Lakshmi Madhavan is showcasing her first solo exhibition titled Generations in My Body at Akara Contemporary, Mumbai till 19th September. Madhavan grew up watching her widowed grandmother wear a differently bordered kasavu mundu veshti all her life. Though the artist lived in Mumbai, she was always aware of being an outsider in the city. Lakshmi rejected her Malayali roots and felt alien to her own language and culture. When Lakshmi lost her grandmother in 2021, she was desperate to find ways to reclaim her grandmother’s memories. Language and food were a residue compared to Lakshmi’s strongest sensorial memory – the whiff of her grandmother’s rice starched veshti. Holding onto this cord, the artist was plunged into a vortex from which yards of creation, recognition, acceptance and generational histories emerged for a future telling.
The roots of her grandmother’s veshti link back to the kasavu weavers’ community in Balaramapuram, Kerala. However, the kasavu weavers who are considered traditional to Balaramapuram proudly trace their ancestry to the Shaliyar community that originated from Thirunelveli in Tamil Nadu. By placing their livelihood outside of their belonging, the weavers’ bodies become functional producers located within a geography that they do not identify with. For Lakshmi, a quest to thread a family member’s history, cascaded into historic pasts of communities, and generational beliefs that were entrenched in bodily functions of caste, purpose and allowances of belonging.
The artist’s initial visits to the kasavu weavers’ community in Balaramapuram were met with hostility. She was looked at as an outsider trying to come in to disrupt their system. This was until Lakshmi met her master weaver, Jayan, who guided through the nuances of the community. He asked her one question: “What is the purpose of doing this?” “A memory for my Ammamma (grandmother)”, was Lakshmi’s reply. He responded, “Your story is my story.

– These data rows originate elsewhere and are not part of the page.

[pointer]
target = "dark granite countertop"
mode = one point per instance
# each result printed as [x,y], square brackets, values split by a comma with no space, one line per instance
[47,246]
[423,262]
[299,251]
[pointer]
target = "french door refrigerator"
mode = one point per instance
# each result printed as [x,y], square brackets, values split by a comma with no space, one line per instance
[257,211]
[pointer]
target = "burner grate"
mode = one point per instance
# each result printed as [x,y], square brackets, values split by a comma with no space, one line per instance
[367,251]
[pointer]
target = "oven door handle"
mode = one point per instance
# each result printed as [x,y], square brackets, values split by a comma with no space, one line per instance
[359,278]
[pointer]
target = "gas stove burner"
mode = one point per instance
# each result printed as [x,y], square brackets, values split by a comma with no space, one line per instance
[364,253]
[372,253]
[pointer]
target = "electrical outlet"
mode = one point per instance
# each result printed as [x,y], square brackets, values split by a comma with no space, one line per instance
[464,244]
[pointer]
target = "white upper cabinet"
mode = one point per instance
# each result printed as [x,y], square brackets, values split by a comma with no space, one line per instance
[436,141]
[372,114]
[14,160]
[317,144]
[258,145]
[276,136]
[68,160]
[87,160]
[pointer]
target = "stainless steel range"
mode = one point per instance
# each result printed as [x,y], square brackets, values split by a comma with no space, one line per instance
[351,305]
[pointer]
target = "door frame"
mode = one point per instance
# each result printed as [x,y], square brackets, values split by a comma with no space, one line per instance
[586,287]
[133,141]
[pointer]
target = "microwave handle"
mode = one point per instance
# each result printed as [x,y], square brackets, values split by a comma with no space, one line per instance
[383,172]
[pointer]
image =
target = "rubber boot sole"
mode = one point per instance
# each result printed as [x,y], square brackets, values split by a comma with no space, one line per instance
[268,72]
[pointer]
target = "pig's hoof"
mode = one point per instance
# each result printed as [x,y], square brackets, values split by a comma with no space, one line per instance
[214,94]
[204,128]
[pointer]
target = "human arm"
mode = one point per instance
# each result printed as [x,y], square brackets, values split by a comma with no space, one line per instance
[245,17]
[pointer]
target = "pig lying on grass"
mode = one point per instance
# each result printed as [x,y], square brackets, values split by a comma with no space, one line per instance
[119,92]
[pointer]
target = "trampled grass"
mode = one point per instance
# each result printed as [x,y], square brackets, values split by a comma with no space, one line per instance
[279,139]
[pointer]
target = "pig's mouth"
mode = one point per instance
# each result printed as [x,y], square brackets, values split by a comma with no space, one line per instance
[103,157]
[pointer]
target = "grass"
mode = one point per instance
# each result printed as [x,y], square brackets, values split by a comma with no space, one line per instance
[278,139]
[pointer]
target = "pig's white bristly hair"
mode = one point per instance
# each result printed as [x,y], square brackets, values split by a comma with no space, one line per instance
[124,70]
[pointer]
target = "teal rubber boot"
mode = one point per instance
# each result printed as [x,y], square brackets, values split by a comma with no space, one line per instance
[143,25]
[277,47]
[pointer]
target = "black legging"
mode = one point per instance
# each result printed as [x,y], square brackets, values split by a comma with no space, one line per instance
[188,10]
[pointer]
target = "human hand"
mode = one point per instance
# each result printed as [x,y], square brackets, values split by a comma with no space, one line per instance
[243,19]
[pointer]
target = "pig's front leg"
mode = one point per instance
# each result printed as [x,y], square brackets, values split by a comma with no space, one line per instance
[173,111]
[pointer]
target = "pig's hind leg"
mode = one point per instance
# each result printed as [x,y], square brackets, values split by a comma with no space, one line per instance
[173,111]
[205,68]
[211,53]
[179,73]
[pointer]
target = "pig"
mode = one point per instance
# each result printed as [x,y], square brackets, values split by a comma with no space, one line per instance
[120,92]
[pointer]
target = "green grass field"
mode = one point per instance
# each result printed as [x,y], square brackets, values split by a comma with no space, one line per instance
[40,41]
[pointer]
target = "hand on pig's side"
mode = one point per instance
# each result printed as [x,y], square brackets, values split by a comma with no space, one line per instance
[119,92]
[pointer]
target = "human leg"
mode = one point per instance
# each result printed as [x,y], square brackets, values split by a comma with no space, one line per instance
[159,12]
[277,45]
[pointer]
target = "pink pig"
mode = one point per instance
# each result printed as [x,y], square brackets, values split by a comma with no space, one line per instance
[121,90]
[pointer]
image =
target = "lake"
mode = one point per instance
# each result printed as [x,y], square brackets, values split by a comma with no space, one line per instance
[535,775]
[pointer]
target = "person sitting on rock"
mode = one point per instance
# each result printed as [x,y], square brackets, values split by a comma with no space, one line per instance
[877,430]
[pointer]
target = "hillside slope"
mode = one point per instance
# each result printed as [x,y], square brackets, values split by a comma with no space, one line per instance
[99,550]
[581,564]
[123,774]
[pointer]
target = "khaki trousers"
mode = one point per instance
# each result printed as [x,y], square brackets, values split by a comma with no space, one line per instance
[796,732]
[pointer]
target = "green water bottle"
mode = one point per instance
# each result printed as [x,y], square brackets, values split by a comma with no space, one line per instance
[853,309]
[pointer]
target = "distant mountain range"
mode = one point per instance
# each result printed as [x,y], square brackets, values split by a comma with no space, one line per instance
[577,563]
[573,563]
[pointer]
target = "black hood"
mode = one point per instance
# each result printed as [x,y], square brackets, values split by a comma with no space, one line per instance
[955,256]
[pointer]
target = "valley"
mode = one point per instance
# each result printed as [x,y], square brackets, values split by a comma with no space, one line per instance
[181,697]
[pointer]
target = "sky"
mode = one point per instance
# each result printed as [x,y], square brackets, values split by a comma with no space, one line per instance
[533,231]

After I die, they’ll shroud me with the last cloth I have woven and all of these looms will go silent. Your grandmother carries the same anxiety of you not continuing your journey with this land, your birth land.” Jayan passed away shortly after too, but his kasavu weavers became the artist’s link to open up worlds that continue to exist well beyond memory keeping.
While Balaramapuram continues to be the central space where Lakshmi creates works with the kasavu weavers, the experiences of working with them is a constant grounding process through incidents, rituals, nuanced layers of acceptance and rejection, and reconstructing new belief systems. It is in these focused and tightly knit, yet fragile communities that a realisation of the layered worlds within a world came to exist.
The exhibition seeds from an installation of ninety-six shuttles, the age Lakshmi’s grandmother lived until. The bare shuttles wrapped with kasavu threads and hair (a carrier of genes) become the invisible loom that spools out yarns of words and stories into the rest of the exhibition. A wooden chest filled with rice water starches memories of Lakshmi’s grandmother, her ancestral home, family gatherings and sounds of the past. These sounds spool into the space and settle on the red laterite bricks sculptures that hark the soil of Kerala to weigh down the bodies that create shadows across the room. The shadows that sometimes fold onto the woven kasavu pieces are perhaps the closest these bodies will come to draping the fabric, similar to the weavers who laboriously weave this textile over months and sometimes, years, only to be worn by another body belonging to another caste. Histories, caste systems and memories tide through centuries in the weavers’ bodies as they do in ours. There is a sudden realisation of being the other body. This othering occurs when the body is assigned a name. The name associates it with a caste and colour privilege. The caste determines how the body can don the kasavu that none of its weavers can ever wear.
Within the kasavu fabrics that Lakshmi creates with her weavers, she incorporates words that appear singular but weigh down the movement of time within a narrative. Akin to a knot and the complexity of a switch from white to gold thread on a loom, these woven words invite pauses and interventions for a viewer’s body and story. The lightness of the fabric, barely sheer, elicits wonder, beauty and snatches of joy at first. These are quickly shadowed by reflections of fear, anger, and empathy. The errors that personalise a handloom weave versus a machine weave become metaphors for the bodies that toil to carry burdened truths of past generations. Sweat drops and silent shadows are the only remnants that carry onward from the weavers’ bodies onto the wearers’ bodies. The cloth becomes a marker of commodification and an identification of recognising the hierarchy of a body. But the body is no longer singular. The body belongs to a weaver, who belongs to a community, similar to the wearer who drapes the fabric on their body which decomposes and passes on within generations to be worn by other bodies.